History Gabon

7000 BC - mid 1900s

The oldest human artefacts discovered in Gabon are stone spearheads dating back to 7000 BC, but little more is known about Gabonese prehistory. The earliest of the present inhabitants are the Pygmies; from 1100 AD onwards various Bantu tribes began migrating into the area. It was during this period of migration, which continued for several centuries, that the Portuguese discovered Gabon in 1472.
Thereafter, Gabon was primarily of interest to the Dutch, French and British, who negotiated with the coastal tribes for slaves and ivory from the interior. The slave trade ceased in the middle of the 19th century, but not before it had destroyed the social inter-relationships of the tribes it affected. The French annexed land on either side of the Gabon River peacefully during the mid-19th century as a province of French Equatorial Africa.

1960 - 1967

In 1960, after a 3-year period of internal self-government, the Republic of Gabon moved smoothly into independence. A French-style constitution was adopted the following year and Léon M'Ba became the country’s first President. After seven years of stormy pluralism, the ruling Parti Démocratique Gabonais (PDG) declared Gabon a one-party state, but retained broadly pro-Western policies.
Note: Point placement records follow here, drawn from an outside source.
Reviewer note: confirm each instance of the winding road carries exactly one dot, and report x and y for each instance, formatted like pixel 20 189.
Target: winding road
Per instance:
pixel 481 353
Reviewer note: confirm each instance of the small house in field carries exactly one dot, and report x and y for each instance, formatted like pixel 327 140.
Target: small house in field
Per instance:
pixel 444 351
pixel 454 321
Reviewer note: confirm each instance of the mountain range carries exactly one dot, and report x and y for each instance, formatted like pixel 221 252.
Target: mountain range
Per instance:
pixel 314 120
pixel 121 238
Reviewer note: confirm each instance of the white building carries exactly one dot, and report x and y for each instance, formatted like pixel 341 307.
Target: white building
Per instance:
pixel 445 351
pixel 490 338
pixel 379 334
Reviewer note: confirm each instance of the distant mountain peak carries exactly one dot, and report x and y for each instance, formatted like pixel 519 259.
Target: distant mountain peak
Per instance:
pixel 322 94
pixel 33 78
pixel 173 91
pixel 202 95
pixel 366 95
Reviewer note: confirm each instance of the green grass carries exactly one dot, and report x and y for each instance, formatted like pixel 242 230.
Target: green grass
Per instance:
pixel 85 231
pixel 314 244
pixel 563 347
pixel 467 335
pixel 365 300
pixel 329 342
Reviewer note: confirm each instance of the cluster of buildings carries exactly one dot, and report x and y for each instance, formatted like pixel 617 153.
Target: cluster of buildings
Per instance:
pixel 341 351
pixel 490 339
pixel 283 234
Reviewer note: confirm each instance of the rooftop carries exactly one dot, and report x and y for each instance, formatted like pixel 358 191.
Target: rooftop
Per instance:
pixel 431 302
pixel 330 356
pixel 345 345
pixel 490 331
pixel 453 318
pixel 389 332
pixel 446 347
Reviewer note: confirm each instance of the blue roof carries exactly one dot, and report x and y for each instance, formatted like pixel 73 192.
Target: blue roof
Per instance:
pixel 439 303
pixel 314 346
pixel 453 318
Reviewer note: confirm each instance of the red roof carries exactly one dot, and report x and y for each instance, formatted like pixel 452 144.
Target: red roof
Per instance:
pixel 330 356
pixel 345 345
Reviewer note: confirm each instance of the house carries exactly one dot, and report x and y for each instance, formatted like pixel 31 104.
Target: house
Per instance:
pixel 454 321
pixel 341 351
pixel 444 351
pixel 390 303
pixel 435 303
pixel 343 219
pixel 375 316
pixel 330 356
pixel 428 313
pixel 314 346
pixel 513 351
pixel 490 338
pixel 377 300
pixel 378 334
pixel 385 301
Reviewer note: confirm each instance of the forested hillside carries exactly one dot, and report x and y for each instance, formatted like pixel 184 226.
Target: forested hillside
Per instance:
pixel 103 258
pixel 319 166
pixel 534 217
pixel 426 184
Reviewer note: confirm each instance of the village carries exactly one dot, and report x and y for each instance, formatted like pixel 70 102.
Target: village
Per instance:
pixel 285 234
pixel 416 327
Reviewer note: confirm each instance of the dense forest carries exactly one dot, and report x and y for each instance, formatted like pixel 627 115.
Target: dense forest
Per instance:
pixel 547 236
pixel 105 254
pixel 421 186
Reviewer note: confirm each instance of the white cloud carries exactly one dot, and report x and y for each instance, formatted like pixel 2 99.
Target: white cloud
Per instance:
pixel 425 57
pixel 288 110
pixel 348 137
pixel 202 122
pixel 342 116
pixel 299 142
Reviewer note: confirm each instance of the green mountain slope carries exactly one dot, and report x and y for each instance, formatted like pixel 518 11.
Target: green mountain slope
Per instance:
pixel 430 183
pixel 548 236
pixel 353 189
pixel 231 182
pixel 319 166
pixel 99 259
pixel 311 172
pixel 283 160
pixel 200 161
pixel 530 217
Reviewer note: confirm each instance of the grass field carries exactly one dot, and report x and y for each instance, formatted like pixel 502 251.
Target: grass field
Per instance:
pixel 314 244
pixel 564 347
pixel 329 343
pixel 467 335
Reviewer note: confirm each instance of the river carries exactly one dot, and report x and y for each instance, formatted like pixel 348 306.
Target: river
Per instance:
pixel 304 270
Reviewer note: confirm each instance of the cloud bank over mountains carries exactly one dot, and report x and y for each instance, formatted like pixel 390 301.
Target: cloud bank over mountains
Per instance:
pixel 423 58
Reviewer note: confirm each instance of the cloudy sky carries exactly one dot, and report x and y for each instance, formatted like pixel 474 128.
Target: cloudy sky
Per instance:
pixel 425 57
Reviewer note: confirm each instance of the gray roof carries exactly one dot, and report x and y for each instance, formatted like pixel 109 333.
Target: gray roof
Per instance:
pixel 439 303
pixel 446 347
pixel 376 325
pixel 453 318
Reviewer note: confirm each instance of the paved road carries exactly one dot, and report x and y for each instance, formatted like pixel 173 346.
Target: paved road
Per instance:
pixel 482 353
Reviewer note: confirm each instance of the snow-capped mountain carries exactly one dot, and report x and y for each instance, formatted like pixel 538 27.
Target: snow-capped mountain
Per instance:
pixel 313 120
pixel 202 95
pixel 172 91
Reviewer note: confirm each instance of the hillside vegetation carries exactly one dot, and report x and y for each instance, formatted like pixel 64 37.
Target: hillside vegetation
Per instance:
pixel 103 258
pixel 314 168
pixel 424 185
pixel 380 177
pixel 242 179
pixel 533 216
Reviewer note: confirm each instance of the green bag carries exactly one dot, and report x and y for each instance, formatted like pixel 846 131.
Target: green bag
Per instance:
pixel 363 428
Omar Bongo Ondimba, who succeeded as president on the death of M'Ba in 1967 and who is now Africa's second-longest-standing head of state (after Eyadéma of Togo), has maintained these pro-Western policies ever since. At their heart are exceptionally close relations with the French. Gabon remains France's principal supplier of uranium and a number of other strategic minerals.

Facts and figures Gabon

1990 - 2007

From 1990, in common with much of the rest of Africa, the Bongo government pursued transformation from a one-party state to a pluralistic political system. The 120-seat elected National Assembly has acquired genuine political power although it remains dominated by the PDG, which at the last election in February 1997 captured 85 seats. Half of the remaining seats were won by what is now the principal opposition party, the Rassemblement National des Bûcherons. A close ally of Bongo's, Paulin Obame Nguéma resumed as premier after first taking over the post in October 1994. However, in the spring of 1999, he was replaced by another prominent PDG figure, Jean-Francois Ntoutoume.

On September 14, 2007 René Ndémezo'o Obiang, the government's spokesman, announced that Gabon's cabinet council has decided to formally abolish the death penalty, which hasn't been applied in the country for about two decades.